How FutureAGI Handles EDA Inputs

Because EDA is an analysis practice rather than a runtime surface, FutureAGI does not run EDA itself. FutureAGI’s approach is to provide the substrate — versioned datasets, evaluator outputs, and trace metadata — that makes EDA reliable. Every fi.datasets.Dataset has a row schema, a checksum, and a version; rows can be exported to CSV or pulled directly into pandas, Polars, or dplyr for analysis. Evaluator scores are stored alongside the row, so distributions across Groundedness, AnswerRelevancy, PromptInjection, and any custom evaluator are first-class data.

A real workflow: an LLM team building a customer-support assistant exports a 10K-row Dataset covering one quarter of production traces sampled through traceAI-langchain. They run EDA in a notebook — distribution of prompt lengths, missing-context rate, evaluator-score histograms by user segment, outlier detection on response latency. They find that one segment has 4x the empty-context rate of the others; that becomes a data-quality ticket against the retriever and a cohort filter for the next eval run.

The pattern is the same for evaluators. FutureAGI surfaces a per-evaluator score distribution per Dataset version; comparing the distribution across versions exposes drift, threshold mismatches, and label-rule changes that would otherwise hide inside an aggregated mean. We’ve found that requiring a documented EDA pass before promoting a Dataset version to “evaluation canon” eliminates a class of release-decision errors — the ones where the team thought a number was meaningful but it was hiding a 30% empty-context rate.

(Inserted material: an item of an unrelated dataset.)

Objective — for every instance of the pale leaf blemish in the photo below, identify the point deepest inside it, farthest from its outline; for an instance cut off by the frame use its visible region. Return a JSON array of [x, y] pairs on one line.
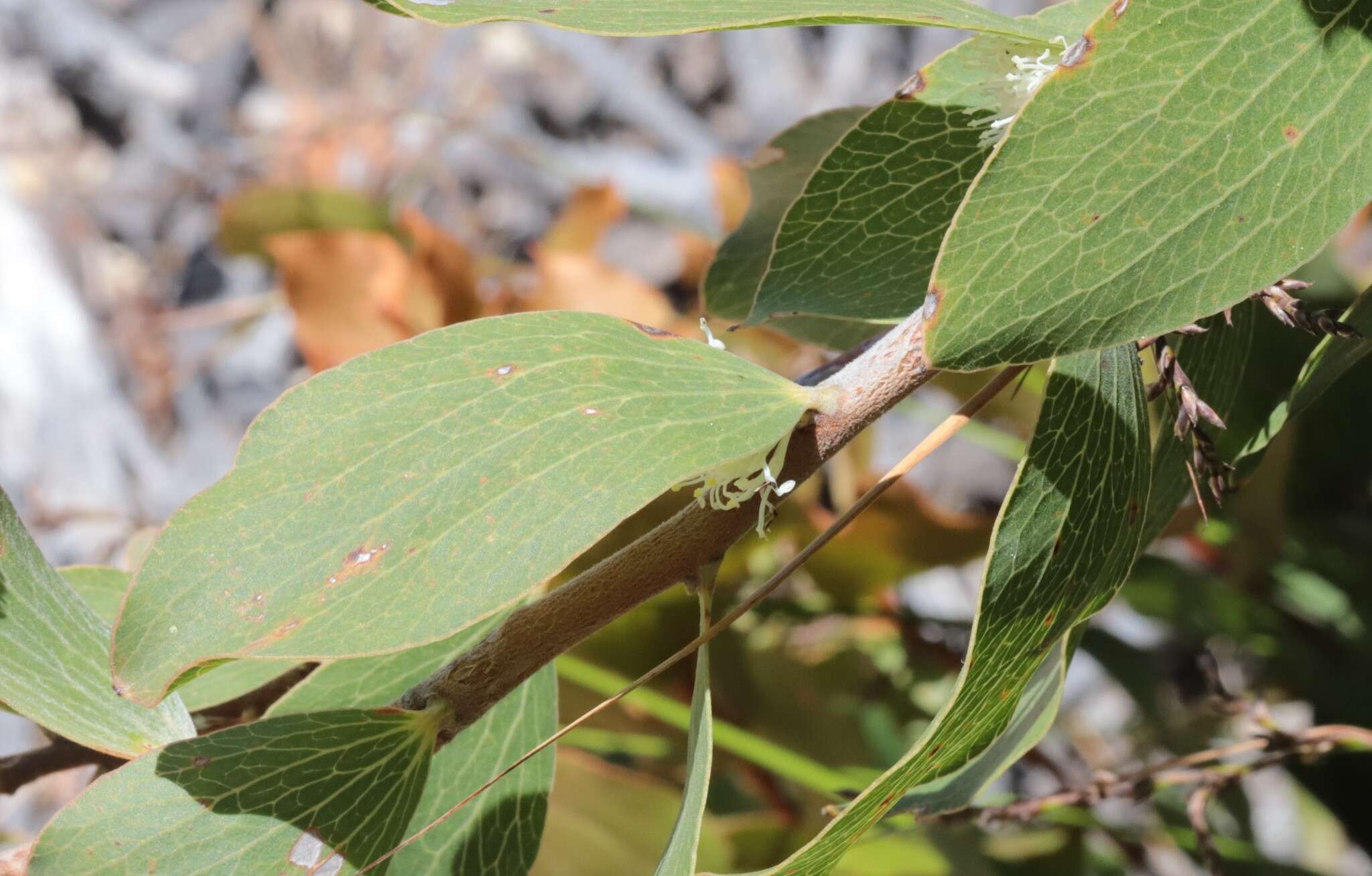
[[1077, 52], [306, 851]]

How to Measure or Detect EDA-Surfaced Issues

EDA itself is qualitative, but the issues it surfaces become measurable signals you can monitor:

  • Schema validation — every Dataset exports a column schema; mismatch with the consumer’s expected schema is an explicit failure.
  • Per-cohort row-count balance — confirms the Dataset is representative of production traffic; flag any cohort under 5% of expected.
  • Evaluator-score histograms — distribution of Groundedness, AnswerRelevancy, PromptInjection scores per Dataset version; bimodal distributions usually mean two underlying populations are being mixed.
  • Outlier detection on prompt and response lengths — long-tail prompts often correlate with context-overflow risk.
  • Missing-field rate — empty context, missing expected_response, null evaluator output; each is a data-quality ticket.
  • Cross-Dataset drift — comparing distributions between Dataset v1 and v2 surfaces silent data changes.
from fi.datasets import Dataset

# Pull a dataset version into pandas for EDA
dataset = Dataset.from_id(dataset_id="customer_support_q1_2026_v3")
df = dataset.to_dataframe()
print(df["prompt_length"].describe())
print(df.groupby("user_segment")["evaluator_groundedness"].mean())

Common Mistakes

  • Treating EDA as a one-time activity. Production data shifts; EDA on the eval Dataset must be redone every refresh, not just at v1.
  • Eyeballing means without distributions. A mean of 0.85 hides whether scores are tightly clustered or bimodal; always plot the histogram.
  • Skipping per-cohort splits. A balanced overall dataset can be unbalanced inside the cohorts that matter.
  • Reporting numbers without a Dataset version pinned. Without the version, the same number means different things on different days.
  • No documented exit criteria. “We did EDA” is not a release gate; document what was checked and what passed.

Frequently Asked Questions

What is EDA?

EDA — Exploratory Data Analysis — is the practice of summarizing, visualizing, and stress-testing a dataset before modeling. It uncovers distributions, missing values, outliers, label imbalances, and structural quirks that would otherwise corrupt downstream training or evaluation.

How is EDA different from feature engineering?

EDA is descriptive — it surfaces what the data looks like. Feature engineering is prescriptive — it transforms or constructs new columns based on what EDA revealed. EDA usually precedes feature engineering and informs every choice made in it.

How does EDA fit into an LLM evaluation workflow?

EDA on prompts, responses, retrieved chunks, evaluator scores, and trace metadata exposes systemic gaps — empty contexts, oversized prompts, biased cohorts. FutureAGI exposes Datasets, evaluator outputs, and trace spans as queryable artifacts so EDA stays reproducible.